Yong Qiu Liu's Web Page--MPEG Audio

Introduction of multimedia codecs

4.6 MPEG Audio

About MPEG Audio

There are several phases in MPEG format, MPEG-1, MPEG-2, MPEG-4 and MPEG-7. They are completely different coexisting standards that all handle different aspects of Multimedia communication and the later phases will NOT replace the earlier phase but complement them.Also, there are three different layers defined in MPEG-1 and in MPEG-2 to represent a family of coding algorithms. Those are Layer I, Layer II and Layer III. Version is used in the context of MPEG-4. Version 1 provides a set of tools for audio coding. Version 2 is added with new tools for additional functionality. However, it cannot replace version 1but is fully backward compatible to Version 1.^[81]

Functionality

MPEG-1 supports mono, stereo and dual mono sounds at 32, 44.1, and 48 kHz sampling rate. The predefined bit rate is from 32 to 448 Kbps for Layer I, from 32 to 384 Kbps for Layer II and from 32 to 320 Kbps for Layer III.

Specially, at bit rates from 64kb/s up to 192kb/s per channel, MPEG Audio Layer II can provide a sound quality that is competitive to any perceptual coding scheme using the same bit rate. It also provides a compatible multi-channel solution: the term "compatible" implies that MPEG2 Multi channel streams can replace any MPEG1 stereo stream in e.g. DVD and DVB systems while preserving compatibility with existing stereo decoders. Existing MPEG1 decoders are able to decode a stereo down-mix from the multi-channel stream they receive.^[82]

MPEG-2, or MPEG2 BC (backwards compatible), is backwards compatible for multi-channel extension to MPEG-1. It supports up to 5 main channels and a 'low frequent enhancement' (LFE) channel. Its bit rate is extended up to 1 Mbps; Furthermore, it is also an extension of MPEG-1 for lower sampling rates 16, 22.05, and 24 kHz for bit rates from 32 to 256 Kbps (Layer I) and from 8 to 160 Kbps (Layer II & Layer III).

MPEG-2 AAC (Advanced Audio Coding) or MPEG NBC (Non-Backward Compatible audio) provides a very high-quality audio coding standard for 1 to 48 channels at sampling rates of 8 to 96 kHz, with multi-channel, multi-lingual, and multi-program capabilities. AAC works at bit rates from 8 Kbps for a monophonic speech signal up to in excess of 160 Kbps/channel for very-high-quality coding that permits multiple encode/decode cycles. Three profiles of AAC provide varying levels of complexity and scalability. ^[81]
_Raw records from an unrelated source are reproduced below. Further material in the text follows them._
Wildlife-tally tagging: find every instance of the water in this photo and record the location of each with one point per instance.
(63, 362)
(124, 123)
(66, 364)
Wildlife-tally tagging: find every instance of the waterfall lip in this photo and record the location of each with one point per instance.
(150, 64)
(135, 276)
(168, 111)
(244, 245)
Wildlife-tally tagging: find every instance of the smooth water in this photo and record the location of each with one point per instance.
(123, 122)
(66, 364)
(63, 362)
MPEG-4 supports coding and composition of natural and synthetic audio objects, scalability of the bitrate of an audio bit stream, scalability of encoder or decoder complexity, Structured Audio: A universal language for score-driven sound synthesis and TTSI, which is an interface for text-to-speech conversion systems.
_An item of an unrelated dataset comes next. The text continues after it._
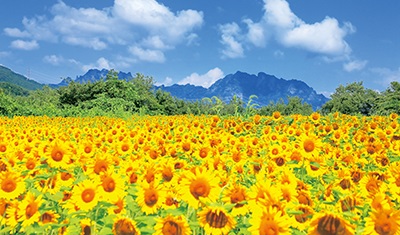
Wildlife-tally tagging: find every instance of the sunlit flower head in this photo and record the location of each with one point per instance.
(172, 225)
(216, 220)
MPEG-7 will provide standardised descriptions and description schemes of audio structures and sound content and language to specify such descriptions and description schemes.^[81]

Compression factor of MPEG formats ranges from 2.7 to 24. With a compression rate of 6:1 (16 bits stereo sampled at 48 KHz is reduced to a 256 Kbps data stream) and under optimal listening conditions, expert listeners could not distinguish between coded and original audio clips. ^[83]

Encoding

SBC encode: Sub-Band Coding (SBC) is a very popular and efficient audio method, which can encode any audio signal from any source. It is used for music recordings, movie soundtracks, etc. MPEG Audio is an example of SBC.

When a lot of signal energy is present at one frequency, normal human ears cannot hear a signal at a lower energy at nearby frequencies. The louder frequency masks the softer frequencies and the louder frequency is called the masker. SBC uses this phenomenon to save signal bandwidth by throwing away information about frequencies, which are masked. This is a lossy encoding, but if the computation is done correctly, then the human ear can not hear the difference.^[84]

Here are the encoding procedures:^[83]^[84] (Figure 2-28 )

A time-frequency mapping (a filter bank, or FFT, or something else) is used to divide the input 48 kHz PCM signal into one that approximates the 32 critical sub-bands.

The psycho-acoustic model checks both sub-bands and the original signal to determine masking thresholds using psycho-acoustic information.

Each sample of the subband is quantised and encoded using these masking thresholds so as to keep the quantisation noise below the masking threshold.

If the power in a subband is below the masking threshold, just ignore it. Otherwise, calculate the bits for the coefficient such that noise introduced by quantisation is below the masking effect.

Then assemble all these quantised samples into frames to format bitstream.

Figure 2-28 SBC encode^[84]

For decoding, the frames are unpacked and subband samples are decoded. Then, a frequency-time mapping translates them back into a PCM signal (Figure 2-29).

Figure 2-29 SBC decode^[84]

MPEG Layers: MPEG defines 3 layers for audio. Their basic model is same, but the codec complexity increases with each layer. Each one is a self-contained SBC coder with its own time-frequency mapping, psycho-acoustic model, and quantiser. Layer 1 is the simplest, but gives the poorest compression. Layer 3 is the most complicated and difficult to compute, but gives the best compression.^[84]

Figure 2-30 Grouping of subband samples for Layer 1, 2, and 3^[83]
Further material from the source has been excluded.